3. It Shapes Audience Recall

Repetition builds memory, and memory builds brand.

How to Increase Your Share of Mentions

Measure What Actually Moves the Story

Share of voice tells you where you show up.

Share of mentions tells you if you matter once you’re there.

Across 57 companies:

  • 15% are Underdogs (<40%)
  • 35% are Battlers (≈50/50 control)
  • 15% are Leaders (80%+)

And the companies with the highest share of mentions consistently see stronger sentiment, clearer messaging, and greater narrative authority.

If you’re only tracking share of voice, you’re only seeing half the picture. In today’s media environment, that missing half is often where the real strategy lives.

Frequently Asked Questions

What's a good share of mentions percentage?

70% or higher indicates strong narrative control. 50-70% is acceptable but suggests room for improvement. Below 50% means competitors are getting equal or more attention in your own articles—a red flag.

How is share of mentions different from share of voice?

Share of voice measures what percentage of articles mention your company compared to competitors (article-level). Share of mentions measures what percentage of total mentions you capture within those articles (mention-level). [1]

For example: You could appear in 60% of articles in a competitive set (60% share of voice) but only represent 40% of the total mentions across all those articles (40% share of mentions) because competitors are mentioned more frequently when they do appear.
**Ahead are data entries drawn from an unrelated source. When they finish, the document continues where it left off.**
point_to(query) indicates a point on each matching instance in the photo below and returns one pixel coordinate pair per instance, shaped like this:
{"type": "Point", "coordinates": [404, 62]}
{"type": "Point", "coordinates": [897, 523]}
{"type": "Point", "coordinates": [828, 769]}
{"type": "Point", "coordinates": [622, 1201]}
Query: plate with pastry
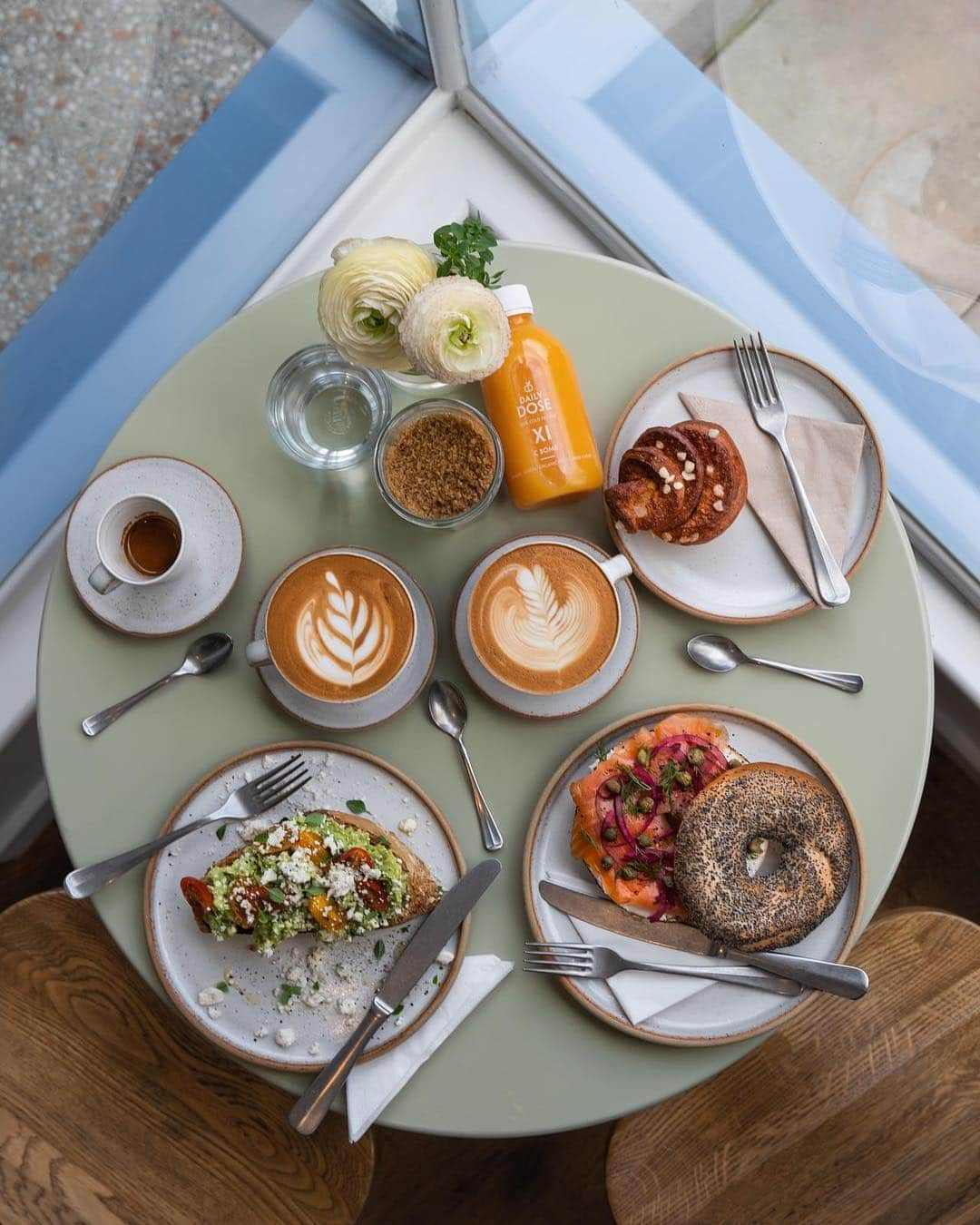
{"type": "Point", "coordinates": [699, 497]}
{"type": "Point", "coordinates": [710, 818]}
{"type": "Point", "coordinates": [271, 935]}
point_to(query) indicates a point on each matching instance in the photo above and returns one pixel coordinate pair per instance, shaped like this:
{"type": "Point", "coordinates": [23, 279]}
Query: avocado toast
{"type": "Point", "coordinates": [326, 872]}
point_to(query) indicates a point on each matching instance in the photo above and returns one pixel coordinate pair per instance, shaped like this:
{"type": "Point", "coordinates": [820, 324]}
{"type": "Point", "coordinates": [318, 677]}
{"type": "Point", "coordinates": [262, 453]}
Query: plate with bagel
{"type": "Point", "coordinates": [272, 935]}
{"type": "Point", "coordinates": [679, 493]}
{"type": "Point", "coordinates": [708, 816]}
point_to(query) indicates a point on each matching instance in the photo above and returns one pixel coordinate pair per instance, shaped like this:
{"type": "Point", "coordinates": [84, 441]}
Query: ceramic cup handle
{"type": "Point", "coordinates": [256, 653]}
{"type": "Point", "coordinates": [616, 567]}
{"type": "Point", "coordinates": [103, 581]}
Which types of markets have the hardest time maintaining high share of mentions?

Highly competitive or rapidly emerging markets face the toughest environment (average 48-55% share of mentions), while event-driven coverage and niche markets have the easiest time (95%+ and 69-73% respectively). The more crowded and comparative the market, the harder it is to maintain narrative control.

Can you have too high of a share of mentions?

No. 95-100% share of mentions indicates you're the central focus and competitors are rarely mentioned—the ideal state. This is most common for event-specific coverage, product launches, and companies with strong category leadership.

Is Delve the only tool that measures share of mentions?

Yes. Traditional media monitoring tools count article volume and keyword frequency but cannot distinguish between subject mentions and competitor intrusion within the same article. Delve's AI-powered analysis automatically identifies the subject entity and tracks all competitor mentions to calculate true share of mentions.

Related Insight

[1] Delve. Choosing the best sentiment analysis tool for PR success

Methodology This analysis is based on 57 companies tracked in Delve with at least 50 articles of coverage, spanning multiple market types including highly competitive emerging markets, established enterprise markets, niche consumer markets, and event-driven coverage. Share of mentions is calculated by dividing subject mention count by total mentions (subject + all matched competitors) within articles. Sentiment scores range from 0 (negative) to 1 (positive). Market categorizations are based on coverage patterns and competitive dynamics. Data is anonymized to protect client privacy. Updated November 2025.